C. The Mechanism is mTORC1-Independent but PPARα-Dependent

• mTORC1 Independence: Treatment with Everolimus (mTORC1 inhibitor) successfully blocked mTORC1 signaling (reduced pP70S6K) but failed to normalize the elevated PDK4, pPDH, or the altered metabolic profile in REDD1-deficient cells. This proves the metabolic switch is not mediated via mTORC1.
• PPARα Dependence:
  • REDD1 deletion increased PPARα activity (nuclear binding) without changing PPARα protein levels.
  • Treatment with the PPARα inhibitor GW6471 in REDD1-deficient cells normalized the expression of PDK4 and ACSL1 and reduced pPDH levels.
  • This confirms REDD1 acts by inhibiting PPARα activity, which in turn suppresses PDK4 and fatty acid genes.

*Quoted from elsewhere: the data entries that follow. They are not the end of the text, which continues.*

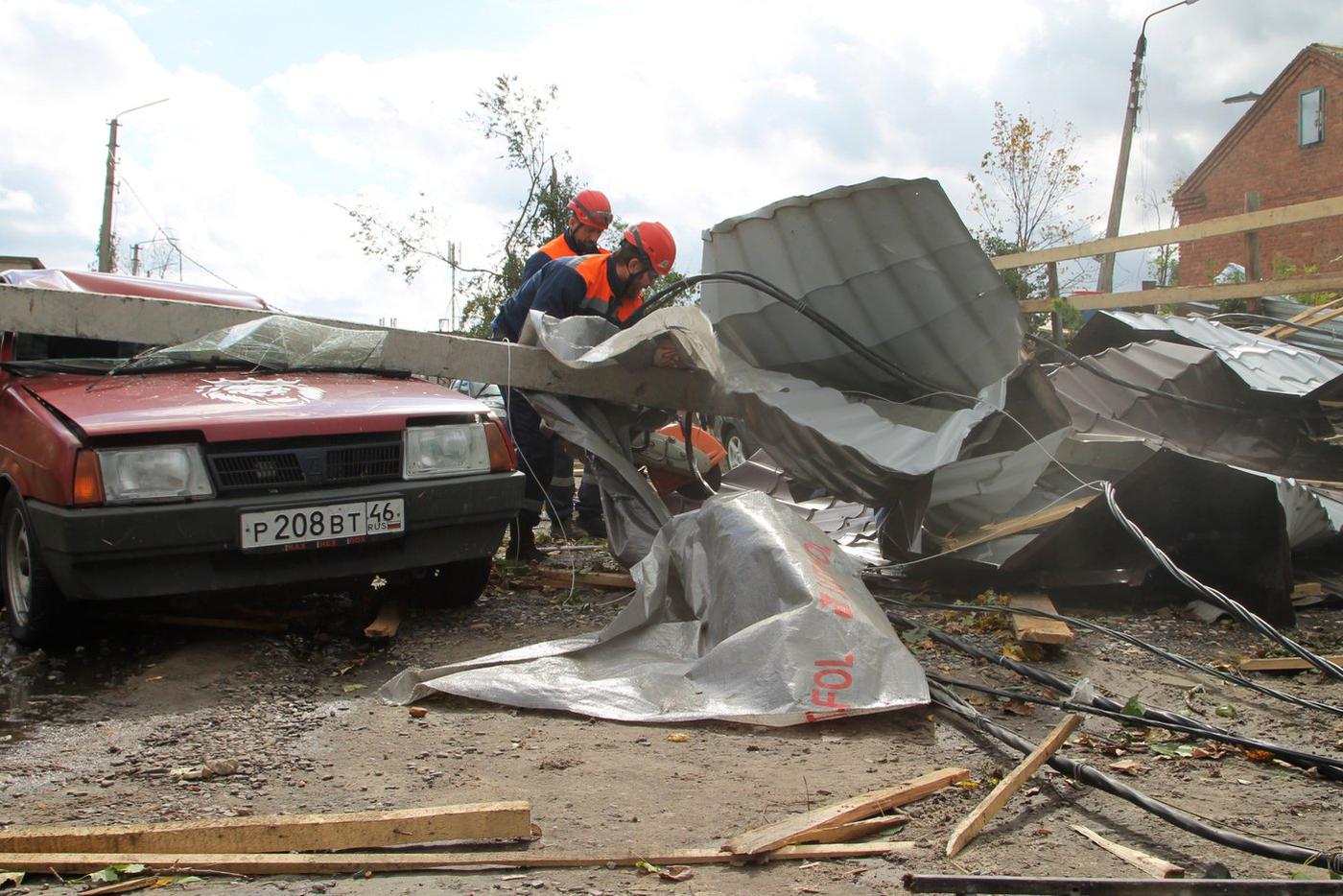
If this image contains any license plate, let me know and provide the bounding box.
[242,499,406,551]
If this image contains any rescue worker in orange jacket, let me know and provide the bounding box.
[523,189,612,537]
[493,222,675,560]
[523,189,612,283]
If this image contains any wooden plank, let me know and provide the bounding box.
[0,285,735,415]
[943,496,1095,551]
[1007,594,1073,644]
[1020,274,1343,315]
[536,567,634,591]
[1239,653,1343,672]
[990,196,1343,270]
[1072,825,1185,877]
[0,839,914,875]
[1260,295,1343,339]
[722,768,970,856]
[789,814,909,845]
[947,714,1082,859]
[0,801,531,853]
[1270,308,1343,339]
[364,598,402,638]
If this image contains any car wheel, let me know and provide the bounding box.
[0,490,66,648]
[411,557,494,607]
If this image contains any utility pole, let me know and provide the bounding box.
[98,118,117,274]
[1096,0,1198,293]
[98,97,168,274]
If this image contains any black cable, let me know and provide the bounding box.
[880,594,1343,716]
[1206,312,1343,342]
[625,270,939,392]
[886,610,1333,766]
[928,682,1343,872]
[924,669,1343,781]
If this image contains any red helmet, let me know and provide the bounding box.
[570,189,612,229]
[624,221,675,276]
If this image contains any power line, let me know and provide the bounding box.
[121,175,242,289]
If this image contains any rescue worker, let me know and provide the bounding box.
[523,189,612,537]
[491,222,675,561]
[523,189,612,283]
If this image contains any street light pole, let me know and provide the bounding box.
[1096,0,1198,293]
[98,97,168,274]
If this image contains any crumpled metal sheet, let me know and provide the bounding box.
[379,492,928,725]
[1068,310,1343,399]
[701,177,1022,397]
[1050,342,1343,480]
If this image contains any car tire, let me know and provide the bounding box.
[0,490,67,648]
[411,557,494,607]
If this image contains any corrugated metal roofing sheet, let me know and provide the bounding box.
[1074,312,1343,395]
[702,177,1021,397]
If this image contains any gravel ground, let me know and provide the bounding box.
[0,542,1343,895]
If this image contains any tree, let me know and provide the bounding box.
[1138,175,1185,289]
[966,102,1097,298]
[342,75,580,336]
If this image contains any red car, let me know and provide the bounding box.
[0,271,523,645]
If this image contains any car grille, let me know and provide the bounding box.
[208,439,402,494]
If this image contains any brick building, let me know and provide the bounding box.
[1174,43,1343,286]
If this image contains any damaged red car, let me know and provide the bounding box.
[0,271,523,645]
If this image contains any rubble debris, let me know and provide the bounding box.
[904,875,1343,896]
[379,492,927,725]
[722,768,970,856]
[1069,825,1185,877]
[947,714,1082,859]
[0,801,531,854]
[0,839,914,875]
[1007,594,1073,644]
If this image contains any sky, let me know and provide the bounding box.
[0,0,1343,329]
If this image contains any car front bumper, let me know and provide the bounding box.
[28,472,524,601]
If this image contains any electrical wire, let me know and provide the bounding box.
[928,682,1343,872]
[886,608,1335,766]
[924,671,1343,781]
[880,595,1343,716]
[1105,483,1343,681]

D. Role in Pathological Hypertrophy

• Induction: Pressure overload (TAC) induces REDD1 expression in WT hearts.
• Hypertrophic Growth: WT mice subjected to TAC developed significant hypertrophy (increased HW/BW, HW/TL, cardiomyocyte CSA, and markers Nppb/CARP).
• REDD1 Requirement: Cardiomyocyte-specific REDD1 deletion (Redd1*^Fl/Fl, *αMHC-Cre + TAC) significantly attenuated hypertrophic growth compared to TAC-treated controls.
• Metabolic Link: In TAC-treated WT mice, PDK4 and pPDH levels dropped (facilitating glucose oxidation for growth). In REDD1-deficient mice subjected to TAC, these levels remained high (similar to sham), preventing the necessary metabolic shift and blunting the hypertrophic response.

5. Significance

• Novel Pathway: The study uncovers a critical, mTORC1-independent pathway where REDD1 acts as a "metabolic gatekeeper" by inhibiting PPARα. This redefines REDD1's function beyond cell growth regulation to direct metabolic control.
• Randle Cycle Integration: The authors propose REDD1 as a novel component of the Randle Cycle (glucose-fatty acid cycle), where glucose-induced REDD1 inhibits PPARα to favor glucose utilization over fatty acids.
• Therapeutic Implications:
  • Heart Failure: Since the early adaptive phase of hypertrophy requires a shift to glucose oxidation, REDD1 is essential for this compensatory mechanism. However, in later stages of heart failure, PPARα activation has been shown to be beneficial. The study suggests that while REDD1 inhibition might be detrimental in early hypertrophy, it could be a therapeutic target in established heart failure to restore PPARα activity and improve cardiac energetics.
  • Metabolic Disease: Understanding this pathway offers new insights into glucose intolerance and metabolic flexibility in cardiac and potentially other tissues (liver, skeletal muscle).

In conclusion, the paper demonstrates that REDD1 is a glucose-induced, PPARα-dependent inhibitor of fatty acid oxidation that is essential for the metabolic remodeling required for cardiac hypertrophic growth, operating via a mechanism distinct from its mTORC1 regulation.